Another key change is around penetration testing, or “pen-testing” – under the new regulations, telecom providers will be required to pen-test their networks annually. Although many providers already test their networks regularly, the new security framework will make the practice compulsory. In order to the understand the potential impact of the bill, we need to drill down into what pen-testing actually and why it’s so essential for the industry.
Compulsory annual pen-testing
Pen-testing is a security technique designed to identify, test and flag vulnerabilities in IT systems. This is done by allowing “ethical hackers” to simulate cyberattacks to test the security of a computer system, website, network or application. Creating a simulation helps to identify vulnerable entry points into a company’s IT infrastructure and test the strength of security networks against possible real-life scenarios by mimicking methods used by hackers.
From code through to network, it is an important exercise for businesses to put their security infrastructure through its paces, using a process that is unique to each IT system and its structure. By using a tailored approach, organisations will see vulnerabilities before hackers exploit them – a benefit for both security teams and customers using the network. Although regular pen-testing has only just become mandatory, Markets and Markets recently reported that penetration testing remains on track to become a $4.5 billion industry by 2025. By making pen-testing a law as part of the proposed telecoms bill, failure to comply would mean substantial fines for organisations (up to 10% of revenue turnover).

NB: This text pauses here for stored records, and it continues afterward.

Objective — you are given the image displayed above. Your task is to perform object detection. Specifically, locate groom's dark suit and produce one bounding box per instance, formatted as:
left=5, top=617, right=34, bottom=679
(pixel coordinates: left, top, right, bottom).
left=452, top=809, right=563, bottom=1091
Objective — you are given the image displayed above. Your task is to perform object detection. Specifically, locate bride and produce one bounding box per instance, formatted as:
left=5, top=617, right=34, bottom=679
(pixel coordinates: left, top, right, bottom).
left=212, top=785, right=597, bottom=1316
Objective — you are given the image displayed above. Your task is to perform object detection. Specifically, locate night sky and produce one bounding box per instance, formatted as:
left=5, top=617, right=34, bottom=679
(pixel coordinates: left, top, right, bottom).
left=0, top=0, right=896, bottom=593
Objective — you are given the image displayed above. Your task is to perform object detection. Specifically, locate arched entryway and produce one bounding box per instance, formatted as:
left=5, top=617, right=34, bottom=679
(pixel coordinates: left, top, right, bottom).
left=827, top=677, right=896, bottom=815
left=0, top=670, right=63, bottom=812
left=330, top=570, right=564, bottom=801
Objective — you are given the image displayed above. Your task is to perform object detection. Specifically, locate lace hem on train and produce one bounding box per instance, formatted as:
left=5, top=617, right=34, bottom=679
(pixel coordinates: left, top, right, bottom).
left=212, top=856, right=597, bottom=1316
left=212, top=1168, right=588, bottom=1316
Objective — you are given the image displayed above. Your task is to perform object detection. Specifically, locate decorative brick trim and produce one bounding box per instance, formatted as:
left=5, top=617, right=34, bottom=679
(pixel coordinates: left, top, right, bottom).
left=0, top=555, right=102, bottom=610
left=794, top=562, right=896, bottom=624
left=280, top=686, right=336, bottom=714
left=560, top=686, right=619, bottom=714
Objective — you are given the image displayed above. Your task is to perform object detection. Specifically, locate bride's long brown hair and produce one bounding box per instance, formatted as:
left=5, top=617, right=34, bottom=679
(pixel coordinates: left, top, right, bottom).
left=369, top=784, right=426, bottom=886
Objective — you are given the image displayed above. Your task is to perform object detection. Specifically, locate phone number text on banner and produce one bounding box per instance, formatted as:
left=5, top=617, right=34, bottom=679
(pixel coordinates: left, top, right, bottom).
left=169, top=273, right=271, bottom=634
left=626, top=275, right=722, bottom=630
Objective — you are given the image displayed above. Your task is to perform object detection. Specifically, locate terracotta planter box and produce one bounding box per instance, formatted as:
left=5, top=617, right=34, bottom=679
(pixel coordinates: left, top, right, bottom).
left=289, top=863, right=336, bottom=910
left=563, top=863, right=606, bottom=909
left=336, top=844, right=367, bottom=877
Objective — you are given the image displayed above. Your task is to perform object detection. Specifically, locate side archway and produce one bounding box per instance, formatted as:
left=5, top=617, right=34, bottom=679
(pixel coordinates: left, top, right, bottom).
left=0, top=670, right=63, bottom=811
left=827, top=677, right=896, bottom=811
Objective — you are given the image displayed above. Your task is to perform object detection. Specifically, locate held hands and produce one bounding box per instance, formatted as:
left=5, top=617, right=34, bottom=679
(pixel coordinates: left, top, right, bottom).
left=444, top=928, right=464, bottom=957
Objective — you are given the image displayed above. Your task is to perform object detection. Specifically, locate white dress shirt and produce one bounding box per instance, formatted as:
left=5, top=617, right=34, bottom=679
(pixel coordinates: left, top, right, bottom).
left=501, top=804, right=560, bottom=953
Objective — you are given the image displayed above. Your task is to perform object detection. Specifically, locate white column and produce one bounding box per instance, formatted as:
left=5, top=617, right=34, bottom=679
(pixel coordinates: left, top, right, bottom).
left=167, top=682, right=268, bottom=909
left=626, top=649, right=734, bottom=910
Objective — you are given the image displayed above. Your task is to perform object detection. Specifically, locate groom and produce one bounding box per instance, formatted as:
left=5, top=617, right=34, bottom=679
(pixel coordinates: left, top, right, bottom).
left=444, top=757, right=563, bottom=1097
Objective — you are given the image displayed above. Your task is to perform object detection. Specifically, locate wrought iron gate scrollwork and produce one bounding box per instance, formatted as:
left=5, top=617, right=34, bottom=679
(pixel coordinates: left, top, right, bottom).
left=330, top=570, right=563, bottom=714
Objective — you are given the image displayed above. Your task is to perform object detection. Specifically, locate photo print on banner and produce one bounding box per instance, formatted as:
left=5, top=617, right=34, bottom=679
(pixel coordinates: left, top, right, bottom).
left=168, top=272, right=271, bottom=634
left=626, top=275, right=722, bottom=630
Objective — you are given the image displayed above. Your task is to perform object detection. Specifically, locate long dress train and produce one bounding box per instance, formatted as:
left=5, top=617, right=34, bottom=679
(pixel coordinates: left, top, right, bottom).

While pen-testing forms an integral part of securing telecoms networks, it is important to note that it’s not an instant fix for any organisation’s security offering. A successful pen-test heavily relies on the tester’s level of experience – if the professional hacker is unfamiliar with a particular IT system or application, for instance, organisations can’t be sure their infrastructure has been truly tested. Pen-testing is not a full security audit and shouldn’t hold the same weight as one. Additionally, it is often the case that security teams are poised and ready to react when pen-testing is underway, which is not representative of a real cyberattack, whereby the security breach is often unexpected.
A spotlight on secure code
A more efficient way to maximise telecoms security which doesn’t feature in the proposed government bill is secure coding. If the developers responsible for the code creation behind telecoms networks were properly trained and more security-aware, a lot of issues would be nipped in the bud.
Many companies and government bodies who are looking to build more robust security programs that stay in step with key security developments are already investigating a more preventative approach, however, it is imperative that the people factor is a key consideration in any defensive security plans. Investing in security-conscious developers in the first instance saves businesses the headache of dealing with security lapses retrospectively, as vulnerabilities are eliminated from the beginning of the software development journey.
Overall, the new regulations forming the Telecoms Security Bill are a positive move for the industry. With pen-testing becoming compulsory, more vulnerabilities will be highlighted and telecoms networks will become more secure by default. However, it is important to use pen-testing in conjunction with other security methods, such as upskilling developers in security from the start, in order to ensure the most secure outcome.
Matias Madou is the current the CTO and co-founder of Secure Code Warrior. He is a researcher and developer with more than 15 years of hands-on software security experience. Over his career, Madou has led multiple application security research projects which have led to commercial products and boasts over 10 patents under his belt. When he is away from his desk, he has served as an instructor for advanced application security training courses and regularly speaks at global conferences including RSA Conference, Black Hat, DEFCON, BSIMM, OWASP AppSec, and BruCon. Madou holds a Ph.D. in computer engineering from Ghent University, where he studied application security through program obfuscation to hide the inner workings of an application.